Scalar Functions

The Airport Extension enables the Arrow Flight Server to provide scalar functions callable within SQL queries.

A scalar function returns a single result (of any DuckDB data type, including nested types) when given a set of parameters.

Example

SELECT geocode_address('1024 Lenox Ave, Miami Beach, Florida 33139')

When invoked, the parameters to the function are serialized and sent to the Arrow Flight server, with the results returned to the DuckDB client.

Scalar functions are registered in a DuckDB catalog and schema when an Airport-provided database is attached. They can be explicitly called by referencing the database and schema names:

SELECT geocoder.usa.geocode_address('1024 Lenox Ave, Miami Beach, Florida 33139')

In this example geocoder is the attached database name, and usa is the name of the schema.

Efficiency / Parallelism

Airport scalar functions operate efficiently by processing entire DuckDB vectors at once. As of DuckDB version 1.2, the standard vector size is 2048 tuples.
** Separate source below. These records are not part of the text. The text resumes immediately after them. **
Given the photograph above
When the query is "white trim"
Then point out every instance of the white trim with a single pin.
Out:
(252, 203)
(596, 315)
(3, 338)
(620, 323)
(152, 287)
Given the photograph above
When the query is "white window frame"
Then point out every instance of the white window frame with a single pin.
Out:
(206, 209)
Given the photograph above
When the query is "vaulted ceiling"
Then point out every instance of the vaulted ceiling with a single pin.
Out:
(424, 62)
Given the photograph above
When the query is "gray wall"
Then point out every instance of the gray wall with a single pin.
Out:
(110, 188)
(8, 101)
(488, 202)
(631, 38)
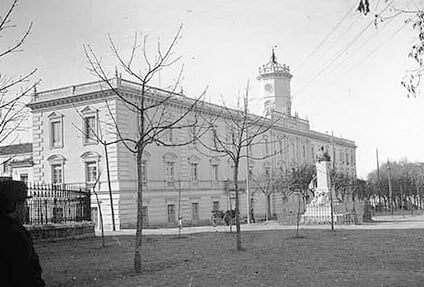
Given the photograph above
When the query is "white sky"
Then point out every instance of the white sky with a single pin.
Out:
(350, 85)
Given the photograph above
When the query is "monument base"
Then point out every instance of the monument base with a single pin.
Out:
(321, 214)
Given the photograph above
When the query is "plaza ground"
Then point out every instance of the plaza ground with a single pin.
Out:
(387, 252)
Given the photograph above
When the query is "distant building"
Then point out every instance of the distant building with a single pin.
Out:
(16, 162)
(177, 180)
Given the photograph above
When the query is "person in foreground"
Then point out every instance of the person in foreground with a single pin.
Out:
(19, 264)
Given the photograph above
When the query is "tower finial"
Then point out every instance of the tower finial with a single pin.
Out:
(273, 57)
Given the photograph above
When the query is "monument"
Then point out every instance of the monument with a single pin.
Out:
(325, 202)
(319, 210)
(323, 188)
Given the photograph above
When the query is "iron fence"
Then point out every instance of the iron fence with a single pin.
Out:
(49, 203)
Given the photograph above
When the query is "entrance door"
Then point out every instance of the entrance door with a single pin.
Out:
(171, 214)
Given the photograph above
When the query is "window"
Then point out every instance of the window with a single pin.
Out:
(168, 136)
(169, 172)
(91, 172)
(215, 172)
(145, 215)
(171, 213)
(56, 133)
(144, 172)
(193, 171)
(57, 176)
(169, 164)
(193, 135)
(266, 146)
(89, 129)
(267, 171)
(293, 152)
(5, 167)
(215, 206)
(24, 178)
(195, 211)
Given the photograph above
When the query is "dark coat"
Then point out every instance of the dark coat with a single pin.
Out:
(19, 264)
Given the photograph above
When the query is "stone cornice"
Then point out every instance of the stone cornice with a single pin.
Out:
(177, 101)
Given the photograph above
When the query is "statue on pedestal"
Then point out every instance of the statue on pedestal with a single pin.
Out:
(322, 155)
(322, 190)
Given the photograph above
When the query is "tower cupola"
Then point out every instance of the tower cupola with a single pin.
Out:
(274, 79)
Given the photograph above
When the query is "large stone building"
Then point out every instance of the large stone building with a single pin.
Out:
(178, 181)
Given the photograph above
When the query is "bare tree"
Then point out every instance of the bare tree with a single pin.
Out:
(415, 17)
(151, 106)
(13, 89)
(242, 133)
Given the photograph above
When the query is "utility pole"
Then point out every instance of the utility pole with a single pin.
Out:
(179, 207)
(333, 188)
(378, 178)
(390, 186)
(247, 159)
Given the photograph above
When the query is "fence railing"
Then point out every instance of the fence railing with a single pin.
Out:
(56, 204)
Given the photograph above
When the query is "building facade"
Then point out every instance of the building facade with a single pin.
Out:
(178, 181)
(16, 162)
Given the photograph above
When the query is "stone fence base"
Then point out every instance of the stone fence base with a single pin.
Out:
(355, 212)
(55, 232)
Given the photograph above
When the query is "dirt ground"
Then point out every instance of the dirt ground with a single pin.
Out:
(362, 257)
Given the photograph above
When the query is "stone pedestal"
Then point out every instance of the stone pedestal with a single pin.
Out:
(319, 210)
(323, 190)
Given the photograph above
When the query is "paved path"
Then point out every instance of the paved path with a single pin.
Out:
(380, 222)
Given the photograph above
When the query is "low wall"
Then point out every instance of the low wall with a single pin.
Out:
(54, 232)
(353, 212)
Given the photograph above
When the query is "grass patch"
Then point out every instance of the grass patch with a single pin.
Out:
(270, 258)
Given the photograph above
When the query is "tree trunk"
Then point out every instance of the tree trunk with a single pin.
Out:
(237, 206)
(139, 231)
(110, 188)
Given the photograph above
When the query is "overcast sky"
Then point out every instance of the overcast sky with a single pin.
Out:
(347, 81)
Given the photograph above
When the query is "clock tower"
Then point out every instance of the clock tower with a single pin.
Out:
(274, 80)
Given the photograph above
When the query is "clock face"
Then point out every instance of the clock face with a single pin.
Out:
(268, 88)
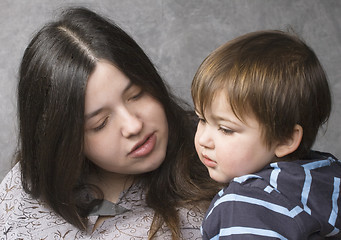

DuckDB can also invoke scalar functions from multiple threads, so the Arrow Flight server should handle parallel requests.

Note

There may be support added to limit parallelism for calls to scalar functions in the future if deemed necessary, right now the number of threads calling the function is likely limited to the number of CPU cores available to DuckDB.

Arrow Flight Server Implementation Notes

When the scalar function is invoked, a DoExchange Arrow Flight RPC operation is performed. Batches of rows are sent to the server, and results are returned for each batch.

DuckDB Catalog Integration

For information about how to register an Arrow Flight as a scalar function refer to Server Catalog Integration.

Supporting the ANY Type

Scalar function arguments in DuckDB can use the ANY type. Since Apache Arrow does not natively support a generic ANY column type, a workaround is used: if a field in the Arrow schema contains metadata with the key is_any_type and a non-empty value, that field is treated as having the DuckDB ANY type.

Supplied gRPC Headers for DoExchange request.

Header Name Description
airport-operation Set to scalar_function to indicate the operation being performed
return-chunks Set to 1